The Lord's Prayer: "As We Also Have Forgiven Our Debtors"

Posted by Worldview Warriors On Monday, May 3, 2021 0 comments

by Katie Erickson

With this phrase of the Lord’s Prayer, we’re jumping into the middle of a sentence. The whole sentence is, “And forgive us our debts, as we also have forgiven our debtors” (Matthew 6:12). To get the context of the first phrase, check out last week’s post.

Asking God to forgive our debts (our sins, our disobedience, our wrongdoing) is only half of the whole concept of forgiveness. We sin, make mistakes, and disobey God, but others also sin and make mistakes against us. How do we handle those who have sinned against us?

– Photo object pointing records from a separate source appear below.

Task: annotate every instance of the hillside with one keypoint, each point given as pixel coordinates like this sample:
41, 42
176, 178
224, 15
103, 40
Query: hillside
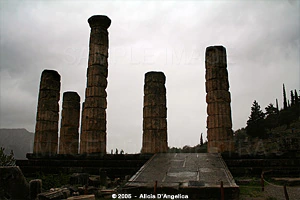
18, 140
280, 140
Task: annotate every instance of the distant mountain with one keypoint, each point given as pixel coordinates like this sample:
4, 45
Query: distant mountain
18, 140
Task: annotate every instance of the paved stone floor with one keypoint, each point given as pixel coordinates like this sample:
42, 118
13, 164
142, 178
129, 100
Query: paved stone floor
183, 170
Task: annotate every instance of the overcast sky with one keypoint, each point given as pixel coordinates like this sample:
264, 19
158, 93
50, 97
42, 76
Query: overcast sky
261, 38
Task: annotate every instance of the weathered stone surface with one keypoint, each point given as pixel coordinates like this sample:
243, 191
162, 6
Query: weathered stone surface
96, 92
13, 184
154, 100
218, 100
52, 195
95, 103
219, 108
93, 135
159, 111
83, 197
218, 96
155, 114
96, 81
216, 84
97, 70
46, 129
69, 136
79, 179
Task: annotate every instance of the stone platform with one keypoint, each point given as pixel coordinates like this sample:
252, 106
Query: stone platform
197, 175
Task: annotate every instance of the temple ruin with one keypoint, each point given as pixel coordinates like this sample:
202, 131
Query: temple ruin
93, 113
218, 100
155, 114
93, 135
46, 129
69, 136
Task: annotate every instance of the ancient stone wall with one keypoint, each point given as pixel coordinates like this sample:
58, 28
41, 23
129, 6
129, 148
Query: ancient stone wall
218, 100
155, 114
69, 136
93, 136
46, 129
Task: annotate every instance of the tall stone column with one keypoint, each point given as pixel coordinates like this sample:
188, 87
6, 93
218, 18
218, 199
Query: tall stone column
93, 136
69, 136
46, 129
155, 114
218, 100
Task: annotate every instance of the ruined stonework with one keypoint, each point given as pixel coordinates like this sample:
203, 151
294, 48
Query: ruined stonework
69, 136
218, 100
155, 114
93, 135
46, 129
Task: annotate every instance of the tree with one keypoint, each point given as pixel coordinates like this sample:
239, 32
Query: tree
201, 139
286, 117
284, 98
296, 97
7, 160
270, 110
292, 98
271, 121
255, 124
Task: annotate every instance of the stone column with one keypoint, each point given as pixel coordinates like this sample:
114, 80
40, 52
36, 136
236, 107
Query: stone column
155, 114
218, 100
69, 136
93, 136
46, 129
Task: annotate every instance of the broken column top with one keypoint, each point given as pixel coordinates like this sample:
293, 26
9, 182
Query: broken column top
214, 48
47, 73
71, 96
99, 20
155, 77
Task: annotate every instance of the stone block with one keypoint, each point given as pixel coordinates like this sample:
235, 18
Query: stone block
219, 108
13, 184
95, 102
218, 96
96, 81
97, 70
155, 111
155, 100
216, 84
219, 121
95, 92
155, 124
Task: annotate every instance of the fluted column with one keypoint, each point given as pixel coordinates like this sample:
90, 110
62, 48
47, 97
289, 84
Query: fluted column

The key is in the conjunction. Asking God for forgiveness when we sin against Him is great, because we know that He is faithful and will forgive us when we are truly repentant of those sins. But the important conjunction here is the word “as.” It also means like, according to, in the same way, or just as. Notice how emphasizing the conjunction highlights the meaning: “Forgive us our debts, in the same way as we also have forgiven our debtors.” Well, that just got more difficult!

How are you doing at forgiving others? Perhaps you need to forgive someone for a direct sin against you. Perhaps you need to forgive someone for a way they sinned against God, where you also felt the negative consequence of that sin. Perhaps you need to forgive yourself for wrongdoing that you know you committed or negative feelings you’re harboring against someone else. Any of those situations require us to be the one doing the forgiving of the wrongdoing.

When we put this whole verse together, we see that we cannot separate God forgiving us of our sins from us forgiving those who have wronged us. We would all love to always be on the receiving end of God’s forgiveness, but it’s much more difficult to be on the giving end of forgiveness to others.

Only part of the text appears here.